CCA Center for Contemporary Arts

Sarah Rose, Susannah Stark, Hanna Tuulikki

Lilt, Twang, Tremor

18 Nov 2017 - 14 Jan 2018

Sarah Rose, The Printer’s Devil, We’ll Smell Sweet, audio, 15min, 2015
Hanna Tuulikki, SING SIGN: a close duet, 2015. Courtesy of the artist. Photo by Robin Gillanders.
SARAH ROSE, SUSANNAH STARK, HANNA TUULIKKI
Lilt, Twang, Tremor
18 November 2017 — 14 January 2018

For this exhibition, CCA invites three Scottish artists whose work examines the politics and production of voice. The human voice can mystify, calm, incite, deceive and betray. It can shift borders, change spaces and disturb our understanding of ourselves and our communities. Looking at how the voice takes shape in different places and environments, this exhibition explores the contexts in which voices are made audible.
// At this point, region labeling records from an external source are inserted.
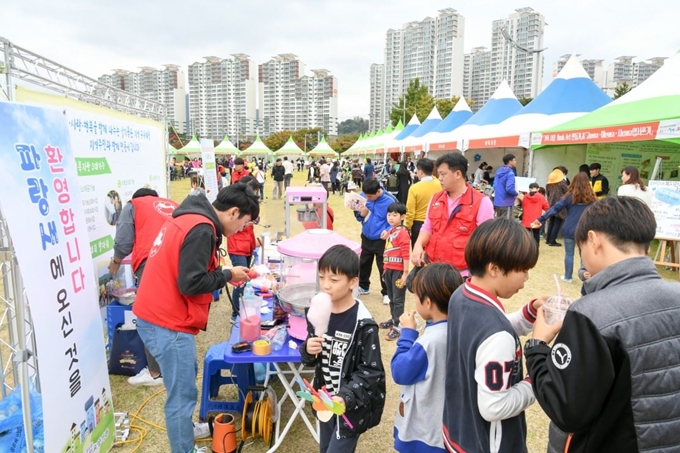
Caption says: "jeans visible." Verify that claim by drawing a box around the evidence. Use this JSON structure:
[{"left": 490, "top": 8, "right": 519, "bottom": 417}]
[
  {"left": 229, "top": 253, "right": 253, "bottom": 318},
  {"left": 137, "top": 318, "right": 198, "bottom": 453},
  {"left": 383, "top": 269, "right": 406, "bottom": 327},
  {"left": 359, "top": 234, "right": 387, "bottom": 296},
  {"left": 564, "top": 238, "right": 576, "bottom": 280},
  {"left": 319, "top": 416, "right": 359, "bottom": 453}
]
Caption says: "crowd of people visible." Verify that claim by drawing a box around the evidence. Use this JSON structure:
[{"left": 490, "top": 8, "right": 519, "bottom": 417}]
[{"left": 110, "top": 153, "right": 680, "bottom": 453}]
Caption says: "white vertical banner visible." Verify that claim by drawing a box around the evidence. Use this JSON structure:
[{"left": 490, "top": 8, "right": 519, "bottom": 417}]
[
  {"left": 201, "top": 138, "right": 219, "bottom": 203},
  {"left": 0, "top": 103, "right": 115, "bottom": 453}
]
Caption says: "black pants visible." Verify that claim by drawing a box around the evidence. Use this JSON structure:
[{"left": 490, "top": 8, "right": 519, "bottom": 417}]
[
  {"left": 411, "top": 220, "right": 425, "bottom": 249},
  {"left": 546, "top": 217, "right": 564, "bottom": 244},
  {"left": 359, "top": 234, "right": 387, "bottom": 296}
]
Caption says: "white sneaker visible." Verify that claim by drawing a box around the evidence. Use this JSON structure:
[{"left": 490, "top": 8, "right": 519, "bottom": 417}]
[
  {"left": 194, "top": 423, "right": 210, "bottom": 440},
  {"left": 128, "top": 368, "right": 163, "bottom": 387}
]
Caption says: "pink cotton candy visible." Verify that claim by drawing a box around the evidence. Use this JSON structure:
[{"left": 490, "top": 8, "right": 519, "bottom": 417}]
[{"left": 307, "top": 293, "right": 333, "bottom": 337}]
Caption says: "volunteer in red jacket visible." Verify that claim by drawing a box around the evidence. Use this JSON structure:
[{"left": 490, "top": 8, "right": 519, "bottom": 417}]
[
  {"left": 109, "top": 188, "right": 177, "bottom": 386},
  {"left": 411, "top": 153, "right": 494, "bottom": 277},
  {"left": 132, "top": 183, "right": 260, "bottom": 453}
]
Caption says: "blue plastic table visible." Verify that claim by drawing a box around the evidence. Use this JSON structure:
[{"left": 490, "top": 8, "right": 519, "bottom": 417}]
[{"left": 200, "top": 298, "right": 319, "bottom": 453}]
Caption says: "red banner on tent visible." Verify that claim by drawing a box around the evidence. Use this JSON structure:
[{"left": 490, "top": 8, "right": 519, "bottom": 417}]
[
  {"left": 541, "top": 121, "right": 659, "bottom": 145},
  {"left": 468, "top": 135, "right": 519, "bottom": 149},
  {"left": 430, "top": 140, "right": 458, "bottom": 151}
]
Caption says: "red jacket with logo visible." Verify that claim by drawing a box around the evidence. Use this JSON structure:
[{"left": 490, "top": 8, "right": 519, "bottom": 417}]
[
  {"left": 425, "top": 184, "right": 485, "bottom": 271},
  {"left": 132, "top": 214, "right": 219, "bottom": 335},
  {"left": 130, "top": 197, "right": 177, "bottom": 272}
]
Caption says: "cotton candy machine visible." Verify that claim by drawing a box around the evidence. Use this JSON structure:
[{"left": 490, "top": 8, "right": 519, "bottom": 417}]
[{"left": 277, "top": 229, "right": 361, "bottom": 340}]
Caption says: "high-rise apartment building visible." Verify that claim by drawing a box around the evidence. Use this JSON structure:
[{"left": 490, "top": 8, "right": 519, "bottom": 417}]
[
  {"left": 258, "top": 54, "right": 338, "bottom": 136},
  {"left": 463, "top": 47, "right": 497, "bottom": 112},
  {"left": 368, "top": 63, "right": 386, "bottom": 131},
  {"left": 99, "top": 64, "right": 187, "bottom": 133},
  {"left": 189, "top": 54, "right": 257, "bottom": 140},
  {"left": 492, "top": 8, "right": 545, "bottom": 101},
  {"left": 370, "top": 8, "right": 465, "bottom": 130},
  {"left": 633, "top": 57, "right": 666, "bottom": 87}
]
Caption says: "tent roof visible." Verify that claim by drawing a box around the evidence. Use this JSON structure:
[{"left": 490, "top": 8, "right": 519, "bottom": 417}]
[
  {"left": 394, "top": 113, "right": 420, "bottom": 140},
  {"left": 274, "top": 135, "right": 305, "bottom": 156},
  {"left": 432, "top": 96, "right": 472, "bottom": 133},
  {"left": 536, "top": 53, "right": 680, "bottom": 146},
  {"left": 309, "top": 137, "right": 338, "bottom": 156},
  {"left": 241, "top": 135, "right": 273, "bottom": 156},
  {"left": 215, "top": 135, "right": 239, "bottom": 154}
]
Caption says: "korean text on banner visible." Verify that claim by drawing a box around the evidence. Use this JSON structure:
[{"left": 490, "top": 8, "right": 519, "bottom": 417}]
[
  {"left": 0, "top": 103, "right": 115, "bottom": 453},
  {"left": 201, "top": 138, "right": 219, "bottom": 203}
]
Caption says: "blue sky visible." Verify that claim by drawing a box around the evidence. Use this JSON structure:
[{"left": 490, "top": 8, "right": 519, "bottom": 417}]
[{"left": 0, "top": 0, "right": 680, "bottom": 120}]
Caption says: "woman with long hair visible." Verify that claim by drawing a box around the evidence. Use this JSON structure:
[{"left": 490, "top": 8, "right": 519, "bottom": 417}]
[
  {"left": 532, "top": 173, "right": 597, "bottom": 283},
  {"left": 397, "top": 161, "right": 411, "bottom": 204},
  {"left": 616, "top": 166, "right": 652, "bottom": 208},
  {"left": 545, "top": 168, "right": 569, "bottom": 247}
]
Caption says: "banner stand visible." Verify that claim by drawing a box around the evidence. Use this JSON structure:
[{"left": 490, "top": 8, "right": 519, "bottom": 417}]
[{"left": 653, "top": 238, "right": 680, "bottom": 280}]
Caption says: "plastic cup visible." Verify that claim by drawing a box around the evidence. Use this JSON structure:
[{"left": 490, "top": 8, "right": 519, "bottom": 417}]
[{"left": 543, "top": 296, "right": 571, "bottom": 326}]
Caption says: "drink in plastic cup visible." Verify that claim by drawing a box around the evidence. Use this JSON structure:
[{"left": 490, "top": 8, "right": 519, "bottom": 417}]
[
  {"left": 543, "top": 296, "right": 571, "bottom": 325},
  {"left": 239, "top": 296, "right": 262, "bottom": 342}
]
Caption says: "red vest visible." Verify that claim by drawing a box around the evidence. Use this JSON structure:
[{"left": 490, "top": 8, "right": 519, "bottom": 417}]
[
  {"left": 132, "top": 214, "right": 219, "bottom": 335},
  {"left": 130, "top": 197, "right": 177, "bottom": 272},
  {"left": 425, "top": 184, "right": 484, "bottom": 271}
]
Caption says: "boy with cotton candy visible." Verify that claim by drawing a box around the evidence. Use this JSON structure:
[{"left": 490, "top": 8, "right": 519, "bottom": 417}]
[{"left": 300, "top": 245, "right": 385, "bottom": 453}]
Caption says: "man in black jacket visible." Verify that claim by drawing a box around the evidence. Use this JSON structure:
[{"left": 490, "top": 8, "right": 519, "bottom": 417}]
[
  {"left": 524, "top": 197, "right": 680, "bottom": 453},
  {"left": 272, "top": 158, "right": 286, "bottom": 200}
]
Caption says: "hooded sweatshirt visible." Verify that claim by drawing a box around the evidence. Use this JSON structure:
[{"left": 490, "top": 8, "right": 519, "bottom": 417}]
[
  {"left": 493, "top": 165, "right": 517, "bottom": 208},
  {"left": 522, "top": 192, "right": 550, "bottom": 228},
  {"left": 132, "top": 196, "right": 232, "bottom": 334}
]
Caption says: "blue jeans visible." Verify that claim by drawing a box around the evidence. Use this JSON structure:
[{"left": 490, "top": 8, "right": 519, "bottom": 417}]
[
  {"left": 137, "top": 318, "right": 198, "bottom": 453},
  {"left": 229, "top": 253, "right": 253, "bottom": 318},
  {"left": 564, "top": 238, "right": 576, "bottom": 280}
]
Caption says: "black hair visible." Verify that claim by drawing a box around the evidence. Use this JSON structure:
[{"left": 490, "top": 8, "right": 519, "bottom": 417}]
[
  {"left": 132, "top": 187, "right": 158, "bottom": 200},
  {"left": 238, "top": 175, "right": 260, "bottom": 192},
  {"left": 465, "top": 218, "right": 538, "bottom": 277},
  {"left": 574, "top": 197, "right": 656, "bottom": 254},
  {"left": 387, "top": 201, "right": 406, "bottom": 215},
  {"left": 413, "top": 263, "right": 463, "bottom": 314},
  {"left": 361, "top": 178, "right": 380, "bottom": 195},
  {"left": 319, "top": 245, "right": 359, "bottom": 280},
  {"left": 213, "top": 181, "right": 260, "bottom": 219},
  {"left": 435, "top": 153, "right": 468, "bottom": 176},
  {"left": 416, "top": 157, "right": 434, "bottom": 176}
]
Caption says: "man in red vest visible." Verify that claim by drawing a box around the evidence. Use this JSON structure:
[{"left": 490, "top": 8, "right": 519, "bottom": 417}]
[
  {"left": 411, "top": 153, "right": 494, "bottom": 276},
  {"left": 109, "top": 188, "right": 177, "bottom": 386},
  {"left": 132, "top": 183, "right": 260, "bottom": 453}
]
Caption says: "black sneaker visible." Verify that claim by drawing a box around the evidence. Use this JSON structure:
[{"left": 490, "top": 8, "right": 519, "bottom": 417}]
[
  {"left": 380, "top": 318, "right": 394, "bottom": 329},
  {"left": 385, "top": 327, "right": 401, "bottom": 341}
]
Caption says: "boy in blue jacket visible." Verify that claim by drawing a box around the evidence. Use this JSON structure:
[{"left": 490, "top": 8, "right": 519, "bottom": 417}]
[
  {"left": 354, "top": 178, "right": 397, "bottom": 305},
  {"left": 493, "top": 154, "right": 517, "bottom": 219}
]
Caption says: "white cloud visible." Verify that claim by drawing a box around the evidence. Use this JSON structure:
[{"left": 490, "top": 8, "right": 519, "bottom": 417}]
[{"left": 0, "top": 0, "right": 680, "bottom": 119}]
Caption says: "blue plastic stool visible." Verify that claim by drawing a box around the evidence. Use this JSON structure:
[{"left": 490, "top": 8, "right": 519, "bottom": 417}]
[{"left": 198, "top": 342, "right": 255, "bottom": 421}]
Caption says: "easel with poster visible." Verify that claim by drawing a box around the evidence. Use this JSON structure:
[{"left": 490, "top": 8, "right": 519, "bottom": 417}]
[{"left": 649, "top": 181, "right": 680, "bottom": 279}]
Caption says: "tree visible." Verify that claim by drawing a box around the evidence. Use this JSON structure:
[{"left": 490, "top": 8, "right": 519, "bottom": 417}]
[
  {"left": 614, "top": 82, "right": 633, "bottom": 99},
  {"left": 329, "top": 133, "right": 359, "bottom": 153},
  {"left": 338, "top": 116, "right": 368, "bottom": 135},
  {"left": 390, "top": 78, "right": 435, "bottom": 126}
]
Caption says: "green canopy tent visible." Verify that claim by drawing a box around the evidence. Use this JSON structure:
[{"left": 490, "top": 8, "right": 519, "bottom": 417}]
[{"left": 531, "top": 53, "right": 680, "bottom": 185}]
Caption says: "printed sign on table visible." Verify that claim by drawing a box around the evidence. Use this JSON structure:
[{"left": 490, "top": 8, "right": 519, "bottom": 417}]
[
  {"left": 649, "top": 181, "right": 680, "bottom": 241},
  {"left": 0, "top": 103, "right": 115, "bottom": 453}
]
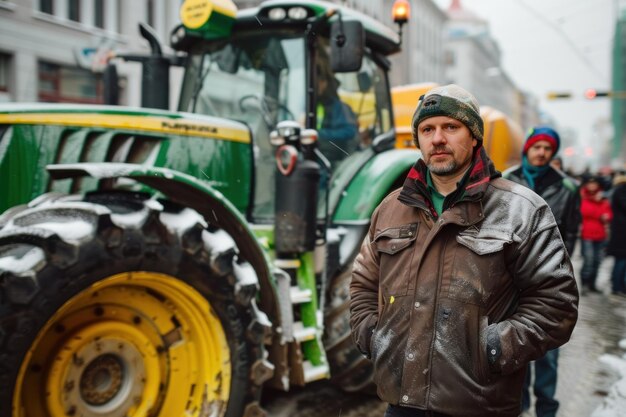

Examining the mouth, the mouthless voice, the embodied and disembodied voice, the voice as a tool, and as an instrument – the artists question the manner in which vocals affect the environment around us.

Sarah Rose’s practice results from an interest in how the voice constructs prejudices and bias, investigating the vocal transmission of information, such as rumour, translation and inflection. Responding to the limitations of printed text, she explores how the unwritten voice might reject a gendering of narrative. Her sculptural installations examine how objects hold sound and tell stories in space, and how information is shaped through its oral communication. Through an in-depth research in to specific materials, climates and histories, her work in this show aims to locate the political within sound, volume and material.

Susannah Stark focuses on the power and placement of the voice, questioning how language is used in a technology-driven, digital and capitalist culture. She has an interest in the mouth as modulator which shapes and organises culture, both as a bodily organ and a machine. With many works questioning how voice functions within the context of urban space, she investigates the translation of voice into material and cultural experience. Collaborating with musician Donald Hayden – and inspired by writings on the ancient Greek cynics – she merges the economic, cultural, spiritual and personal into a rotating narration of the contradictions of contemporary living, using digital media, sound, and song.

Hanna Tuulikki's work as a composer, artist and performer considers the voice as a meeting point between self and the world. She investigates the ways in which the body communicates beyond and before words, telling stories through imitation, vocalisation and gesture. Often exploring music and movement traditions across cultures, she is particularly interested in how bodily relationships and folk histories relate within specific environments and places. With a strong connection to landscape, nature and ritual, her works explore an ecology of the world through textured tapestries of performances, audio visual installations and visual score drawings.